Harry looked in her direction. She could tell they were on the same wavelength but he was leaving the questions to her. Both of them throwing a two into the pot, hoping to come up with five.
She stared pointedly at Rocky. “But there was no body?”
“I didn’t see one. Just an old newspaper with my picture on the front. It was smeared with blood and someone had drawn an inverted pentagram around the picture.” His Adam’s apple quivered among the lines on his neck. “Like it was a target.”
None of his drama touched her. If it had been someone else she might have felt for them, but her sympathy button had been preconditioned, and Rocky just couldn’t push it. “Two questions. How long ago was this? And what did you do with the paper?”
“Twenty minutes ago. I started to pick it up then dropped it back on the floor and got the hell out of there.”
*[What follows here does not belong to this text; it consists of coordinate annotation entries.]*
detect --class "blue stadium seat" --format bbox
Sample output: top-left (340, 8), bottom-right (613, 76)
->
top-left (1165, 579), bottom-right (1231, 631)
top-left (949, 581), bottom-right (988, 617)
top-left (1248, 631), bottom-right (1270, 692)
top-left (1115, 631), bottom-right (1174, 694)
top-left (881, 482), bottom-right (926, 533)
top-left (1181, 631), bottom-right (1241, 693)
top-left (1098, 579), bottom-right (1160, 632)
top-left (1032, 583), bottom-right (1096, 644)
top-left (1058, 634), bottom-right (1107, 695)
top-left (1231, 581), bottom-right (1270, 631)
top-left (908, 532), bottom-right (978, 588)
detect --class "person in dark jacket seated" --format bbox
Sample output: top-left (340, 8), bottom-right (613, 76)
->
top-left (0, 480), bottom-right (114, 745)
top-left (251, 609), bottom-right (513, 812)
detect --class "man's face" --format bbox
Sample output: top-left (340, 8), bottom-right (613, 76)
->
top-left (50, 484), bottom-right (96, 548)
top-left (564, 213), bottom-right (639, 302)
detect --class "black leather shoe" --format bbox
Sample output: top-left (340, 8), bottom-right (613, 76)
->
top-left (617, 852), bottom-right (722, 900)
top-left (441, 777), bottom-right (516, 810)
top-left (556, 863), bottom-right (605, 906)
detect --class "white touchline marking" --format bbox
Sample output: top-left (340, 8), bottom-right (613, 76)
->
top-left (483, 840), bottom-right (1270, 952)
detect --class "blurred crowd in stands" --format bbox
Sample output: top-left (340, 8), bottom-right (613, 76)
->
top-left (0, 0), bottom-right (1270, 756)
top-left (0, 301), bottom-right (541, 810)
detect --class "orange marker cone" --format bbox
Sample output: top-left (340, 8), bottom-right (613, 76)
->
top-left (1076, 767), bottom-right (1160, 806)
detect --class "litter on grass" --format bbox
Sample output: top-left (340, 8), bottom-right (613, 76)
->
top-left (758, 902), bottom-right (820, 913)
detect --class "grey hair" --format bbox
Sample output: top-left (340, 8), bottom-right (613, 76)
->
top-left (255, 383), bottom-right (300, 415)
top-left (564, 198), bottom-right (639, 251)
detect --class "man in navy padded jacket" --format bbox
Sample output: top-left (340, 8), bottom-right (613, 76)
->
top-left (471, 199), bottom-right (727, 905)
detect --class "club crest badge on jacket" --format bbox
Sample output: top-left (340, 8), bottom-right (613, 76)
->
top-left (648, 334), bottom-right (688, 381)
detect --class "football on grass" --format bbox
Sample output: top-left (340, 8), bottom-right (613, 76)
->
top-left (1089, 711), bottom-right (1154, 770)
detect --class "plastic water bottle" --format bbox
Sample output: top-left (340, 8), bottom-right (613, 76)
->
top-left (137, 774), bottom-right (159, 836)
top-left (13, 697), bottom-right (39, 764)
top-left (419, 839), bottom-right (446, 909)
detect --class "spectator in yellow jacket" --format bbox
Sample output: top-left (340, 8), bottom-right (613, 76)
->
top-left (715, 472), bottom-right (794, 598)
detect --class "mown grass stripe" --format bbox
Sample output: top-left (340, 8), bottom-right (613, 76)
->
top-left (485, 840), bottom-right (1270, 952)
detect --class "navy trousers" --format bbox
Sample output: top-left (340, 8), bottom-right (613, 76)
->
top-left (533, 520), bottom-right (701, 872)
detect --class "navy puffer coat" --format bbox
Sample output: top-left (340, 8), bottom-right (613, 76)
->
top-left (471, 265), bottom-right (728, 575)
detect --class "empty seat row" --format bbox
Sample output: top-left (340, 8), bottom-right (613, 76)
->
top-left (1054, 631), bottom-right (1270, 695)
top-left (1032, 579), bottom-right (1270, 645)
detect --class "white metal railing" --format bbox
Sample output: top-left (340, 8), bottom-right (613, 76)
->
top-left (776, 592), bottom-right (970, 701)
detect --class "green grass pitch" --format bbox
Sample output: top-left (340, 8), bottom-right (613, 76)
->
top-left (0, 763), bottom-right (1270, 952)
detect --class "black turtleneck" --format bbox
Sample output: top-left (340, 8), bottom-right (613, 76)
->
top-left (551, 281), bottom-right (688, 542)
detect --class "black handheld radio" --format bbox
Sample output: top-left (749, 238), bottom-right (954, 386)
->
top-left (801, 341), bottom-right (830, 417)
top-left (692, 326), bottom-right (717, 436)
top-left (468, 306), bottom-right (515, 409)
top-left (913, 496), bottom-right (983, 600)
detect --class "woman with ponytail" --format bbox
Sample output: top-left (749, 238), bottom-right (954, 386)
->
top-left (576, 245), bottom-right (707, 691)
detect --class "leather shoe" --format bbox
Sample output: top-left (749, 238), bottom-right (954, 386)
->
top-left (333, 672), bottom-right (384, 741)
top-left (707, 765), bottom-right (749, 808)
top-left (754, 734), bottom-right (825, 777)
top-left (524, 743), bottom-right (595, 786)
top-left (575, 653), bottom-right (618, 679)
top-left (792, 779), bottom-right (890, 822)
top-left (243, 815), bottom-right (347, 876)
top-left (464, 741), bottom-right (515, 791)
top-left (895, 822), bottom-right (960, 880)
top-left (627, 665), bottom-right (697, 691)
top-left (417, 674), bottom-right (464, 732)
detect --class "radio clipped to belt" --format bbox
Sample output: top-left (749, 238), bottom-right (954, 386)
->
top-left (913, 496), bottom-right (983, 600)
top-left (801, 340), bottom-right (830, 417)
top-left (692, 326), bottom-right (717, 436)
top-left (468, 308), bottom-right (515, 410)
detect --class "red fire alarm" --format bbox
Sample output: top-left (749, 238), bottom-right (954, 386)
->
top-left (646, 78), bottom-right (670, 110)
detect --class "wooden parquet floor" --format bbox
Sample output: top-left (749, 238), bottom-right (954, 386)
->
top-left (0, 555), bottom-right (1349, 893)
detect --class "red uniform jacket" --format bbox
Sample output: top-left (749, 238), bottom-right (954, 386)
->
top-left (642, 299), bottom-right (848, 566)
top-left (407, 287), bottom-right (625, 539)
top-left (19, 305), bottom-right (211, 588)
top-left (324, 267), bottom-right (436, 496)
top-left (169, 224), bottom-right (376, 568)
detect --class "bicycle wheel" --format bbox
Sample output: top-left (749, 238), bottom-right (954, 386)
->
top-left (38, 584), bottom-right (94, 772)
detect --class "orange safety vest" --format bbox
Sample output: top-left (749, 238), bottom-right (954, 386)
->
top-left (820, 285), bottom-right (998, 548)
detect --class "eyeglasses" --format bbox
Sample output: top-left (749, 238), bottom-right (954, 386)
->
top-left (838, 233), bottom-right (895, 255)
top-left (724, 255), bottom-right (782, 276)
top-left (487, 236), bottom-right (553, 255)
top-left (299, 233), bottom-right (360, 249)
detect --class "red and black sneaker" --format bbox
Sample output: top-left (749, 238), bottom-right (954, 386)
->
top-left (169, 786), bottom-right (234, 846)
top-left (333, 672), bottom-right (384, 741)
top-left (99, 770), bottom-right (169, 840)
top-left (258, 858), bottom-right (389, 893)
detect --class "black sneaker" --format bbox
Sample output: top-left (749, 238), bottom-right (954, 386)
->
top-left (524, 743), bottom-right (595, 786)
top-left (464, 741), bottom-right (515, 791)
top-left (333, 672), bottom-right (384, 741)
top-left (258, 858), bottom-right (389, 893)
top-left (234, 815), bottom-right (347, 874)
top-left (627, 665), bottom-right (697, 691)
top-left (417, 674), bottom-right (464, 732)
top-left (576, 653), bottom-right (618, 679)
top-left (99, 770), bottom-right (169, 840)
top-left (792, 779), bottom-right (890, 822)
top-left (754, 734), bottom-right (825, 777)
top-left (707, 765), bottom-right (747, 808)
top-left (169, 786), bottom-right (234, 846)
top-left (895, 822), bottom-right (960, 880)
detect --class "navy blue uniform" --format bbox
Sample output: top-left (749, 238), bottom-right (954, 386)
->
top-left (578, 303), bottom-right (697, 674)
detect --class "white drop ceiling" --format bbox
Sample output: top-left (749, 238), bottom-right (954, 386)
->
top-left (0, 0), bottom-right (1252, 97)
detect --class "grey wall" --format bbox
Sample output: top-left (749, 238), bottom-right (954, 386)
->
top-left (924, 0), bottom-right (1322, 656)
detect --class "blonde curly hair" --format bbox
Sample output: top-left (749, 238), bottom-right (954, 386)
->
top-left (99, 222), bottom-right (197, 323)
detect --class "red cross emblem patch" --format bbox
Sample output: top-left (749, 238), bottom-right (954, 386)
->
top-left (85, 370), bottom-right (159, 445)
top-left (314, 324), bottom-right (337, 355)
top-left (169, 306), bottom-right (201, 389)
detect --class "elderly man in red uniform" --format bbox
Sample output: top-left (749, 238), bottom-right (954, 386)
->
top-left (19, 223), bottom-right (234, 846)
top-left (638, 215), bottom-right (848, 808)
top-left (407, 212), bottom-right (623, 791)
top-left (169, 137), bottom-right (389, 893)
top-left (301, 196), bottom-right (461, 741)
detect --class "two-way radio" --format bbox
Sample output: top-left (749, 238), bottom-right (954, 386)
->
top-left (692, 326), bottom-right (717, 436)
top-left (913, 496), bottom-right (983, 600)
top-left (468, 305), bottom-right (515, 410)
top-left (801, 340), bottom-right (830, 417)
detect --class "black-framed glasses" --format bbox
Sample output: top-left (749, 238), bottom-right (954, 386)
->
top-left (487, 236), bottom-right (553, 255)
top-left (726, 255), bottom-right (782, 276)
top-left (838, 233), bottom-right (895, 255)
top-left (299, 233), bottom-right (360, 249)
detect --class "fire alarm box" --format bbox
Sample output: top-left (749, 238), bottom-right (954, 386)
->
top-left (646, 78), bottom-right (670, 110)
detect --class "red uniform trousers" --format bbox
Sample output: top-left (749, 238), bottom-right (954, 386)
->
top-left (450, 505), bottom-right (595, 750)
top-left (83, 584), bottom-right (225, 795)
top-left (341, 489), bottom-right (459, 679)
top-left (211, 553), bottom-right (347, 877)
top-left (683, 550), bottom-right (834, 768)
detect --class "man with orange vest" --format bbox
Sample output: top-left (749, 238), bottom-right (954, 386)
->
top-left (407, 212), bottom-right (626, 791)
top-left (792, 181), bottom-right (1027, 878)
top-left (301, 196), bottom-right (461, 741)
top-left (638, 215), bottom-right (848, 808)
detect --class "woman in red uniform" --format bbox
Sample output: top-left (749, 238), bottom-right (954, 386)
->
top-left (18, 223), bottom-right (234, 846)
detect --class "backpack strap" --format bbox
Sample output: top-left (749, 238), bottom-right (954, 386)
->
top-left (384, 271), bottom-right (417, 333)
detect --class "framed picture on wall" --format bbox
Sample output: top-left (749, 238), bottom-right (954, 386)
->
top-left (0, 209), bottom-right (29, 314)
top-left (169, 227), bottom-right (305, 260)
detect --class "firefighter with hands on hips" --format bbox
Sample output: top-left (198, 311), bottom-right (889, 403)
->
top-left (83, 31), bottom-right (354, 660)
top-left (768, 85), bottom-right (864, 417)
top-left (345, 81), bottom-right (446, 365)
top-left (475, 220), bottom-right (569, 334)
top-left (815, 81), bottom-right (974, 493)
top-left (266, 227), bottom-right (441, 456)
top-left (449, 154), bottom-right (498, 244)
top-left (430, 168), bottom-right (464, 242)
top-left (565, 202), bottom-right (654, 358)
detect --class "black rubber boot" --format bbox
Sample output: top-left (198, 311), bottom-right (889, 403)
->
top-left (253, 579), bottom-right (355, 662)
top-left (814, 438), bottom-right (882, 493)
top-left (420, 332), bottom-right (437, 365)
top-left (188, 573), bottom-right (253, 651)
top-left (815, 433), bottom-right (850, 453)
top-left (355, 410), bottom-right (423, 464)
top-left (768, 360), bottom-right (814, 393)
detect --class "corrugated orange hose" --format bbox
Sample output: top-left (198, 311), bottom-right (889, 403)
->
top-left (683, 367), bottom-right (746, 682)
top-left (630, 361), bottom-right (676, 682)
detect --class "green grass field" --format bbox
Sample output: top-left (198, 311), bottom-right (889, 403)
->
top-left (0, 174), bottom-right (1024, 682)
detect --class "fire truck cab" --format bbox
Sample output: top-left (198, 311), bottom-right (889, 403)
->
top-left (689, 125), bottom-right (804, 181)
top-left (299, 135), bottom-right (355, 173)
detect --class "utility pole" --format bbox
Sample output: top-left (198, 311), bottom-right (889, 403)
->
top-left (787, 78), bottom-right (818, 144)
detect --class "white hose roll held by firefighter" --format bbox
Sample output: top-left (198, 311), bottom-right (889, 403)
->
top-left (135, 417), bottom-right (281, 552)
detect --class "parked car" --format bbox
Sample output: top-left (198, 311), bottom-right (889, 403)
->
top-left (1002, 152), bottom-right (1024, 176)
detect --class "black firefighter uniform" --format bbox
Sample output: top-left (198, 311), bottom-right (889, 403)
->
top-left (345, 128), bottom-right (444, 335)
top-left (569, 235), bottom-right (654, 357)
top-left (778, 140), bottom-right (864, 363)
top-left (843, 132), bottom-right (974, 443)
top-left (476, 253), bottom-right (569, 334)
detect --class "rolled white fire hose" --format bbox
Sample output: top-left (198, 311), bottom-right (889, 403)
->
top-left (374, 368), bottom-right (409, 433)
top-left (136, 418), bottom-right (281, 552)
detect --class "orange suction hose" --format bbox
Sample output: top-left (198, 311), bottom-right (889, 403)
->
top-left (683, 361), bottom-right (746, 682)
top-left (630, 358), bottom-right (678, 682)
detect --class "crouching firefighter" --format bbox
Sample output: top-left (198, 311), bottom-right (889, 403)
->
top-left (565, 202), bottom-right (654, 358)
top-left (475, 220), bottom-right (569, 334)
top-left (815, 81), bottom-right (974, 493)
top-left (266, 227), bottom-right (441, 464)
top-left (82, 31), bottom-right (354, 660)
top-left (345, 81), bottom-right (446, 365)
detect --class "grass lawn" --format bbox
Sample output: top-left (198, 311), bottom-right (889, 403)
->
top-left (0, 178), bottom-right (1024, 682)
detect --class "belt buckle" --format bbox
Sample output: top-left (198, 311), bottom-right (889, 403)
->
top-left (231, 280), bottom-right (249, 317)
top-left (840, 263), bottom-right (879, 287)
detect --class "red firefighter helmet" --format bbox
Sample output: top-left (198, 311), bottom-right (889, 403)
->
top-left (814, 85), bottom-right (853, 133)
Rocky, Molly’s parfait gentle knight, what a joke. She’d once gone into the kitchen of the Hard Luck Inn and caught Molly watching The Bold And The Beautiful on TV. Though Jo had scoffed to herself, she understood Molly’s need for distraction, being married to a man who was anything but bold or beautiful.
It suddenly dawned on Jo that twenty minutes ago, she should have met up with Rowan. “You didn’t see McQuaid at the house?”